Le jugement pourrait avoir un impact majeur sur le chiffre d’affaires de Facebook en Europe. Début décembre, les régulateurs européens ont estimé que le réseau social américain ne respectait pas le Règlement général sur la protection des données (RGPD) en matière de publicité ciblée. Conséquence: les autorités irlandaises, chargées de surveiller la grande majorité des géants du Web sur le continent, viennent de lui imposer un ultimatum de trois mois pour modifier ses pratiques. Et de lui infliger une amende de 390 millions d’euros. Facebook a d’ores et déjà indiqué qu’il allait faire appel de cette décision, lui permettant, de fait, de repousser l’échéance. Et donc de préserver, au moins temporairement, ses recettes publicitaires.

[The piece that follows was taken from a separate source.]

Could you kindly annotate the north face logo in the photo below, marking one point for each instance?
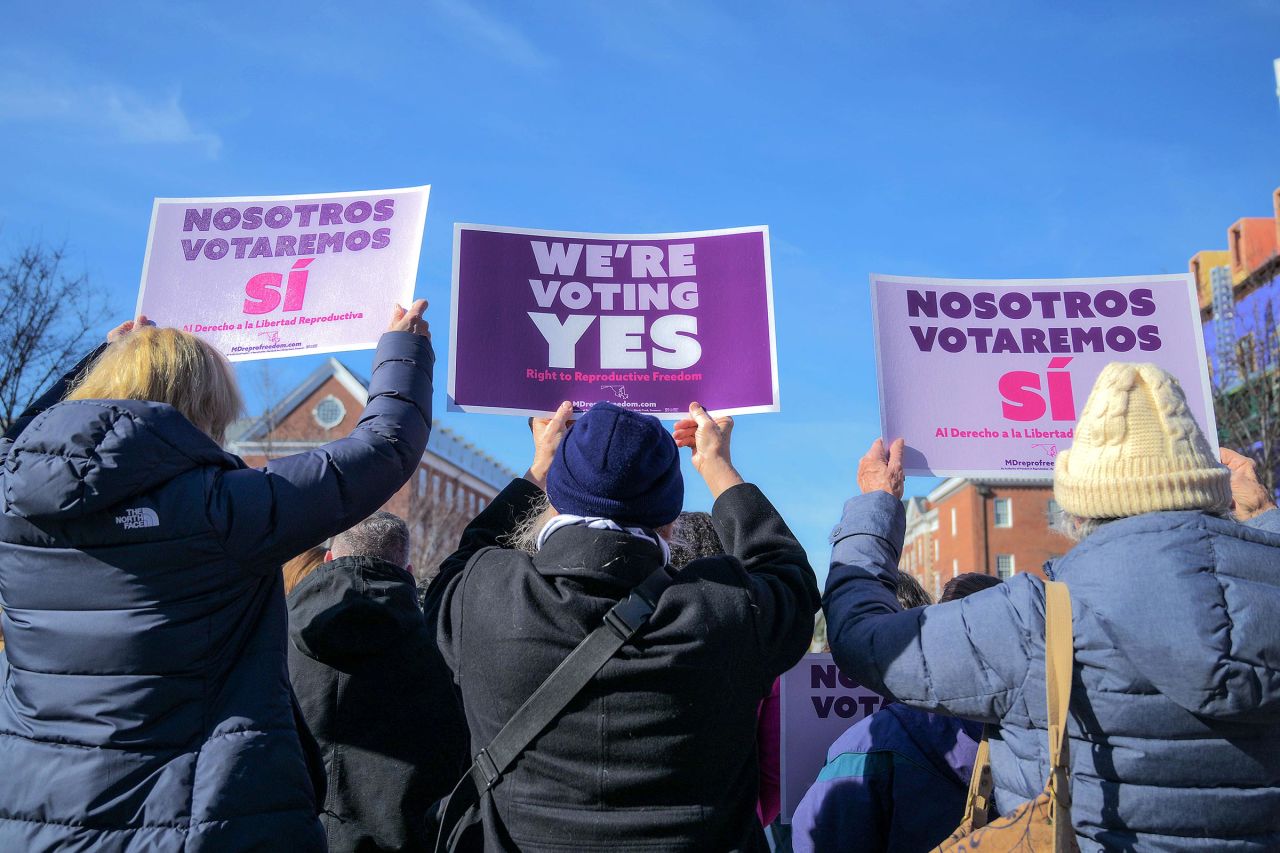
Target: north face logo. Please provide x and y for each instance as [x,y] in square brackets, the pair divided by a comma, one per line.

Consentement – L’affaire a été lancée en 2018 après le dépôt d’une plainte par l’association Noyb, de l’activiste autrichien Max Schrems. Elle porte sur le consentement des internautes pour l’utilisation de leurs données personnelles à des fins publicitaires. Celui-ci est obligatoire en Europe depuis l’entrée en vigueur du RGPD. Face à cette nouvelle contrainte, Facebook et Instagram ont alors modifié leurs conditions générales d’utilisation, forçant ainsi leurs membres à accepter la publicité ciblée, généralement sans même le savoir. “Aucune autre entreprise ne tente d’ignorer le RGPD de manière aussi arrogante”, assène Max Schrems, qui juge cette parade “injuste et clairement illégale”. Et qui réclame “une option de consentement oui/non”.

Désaccords européens – Cette approche avait pourtant été initialement validée par la Commission irlandaise de protection des données (DPC), qui souhaitait seulement infliger une amende comprise entre 28 et 36 millions d’euros à Facebook pour ne pas avoir suffisamment informé ses utilisateurs. Mais plusieurs de ses homologues européennes, dont la CNIL française, avaient contesté cette interprétation. Le dossier est alors remonté jusqu’au Comité européen de la protection des données (CEPD), dont les décisions s’imposent aux autorités nationales. Début décembre, celui-ci a désavoué la DPC sur le consentement, lui ordonnant également d’augmenter fortement les amendes. Le régulateur irlandais va, lui aussi, faire appel devant la Cour de justice de l’Union européenne.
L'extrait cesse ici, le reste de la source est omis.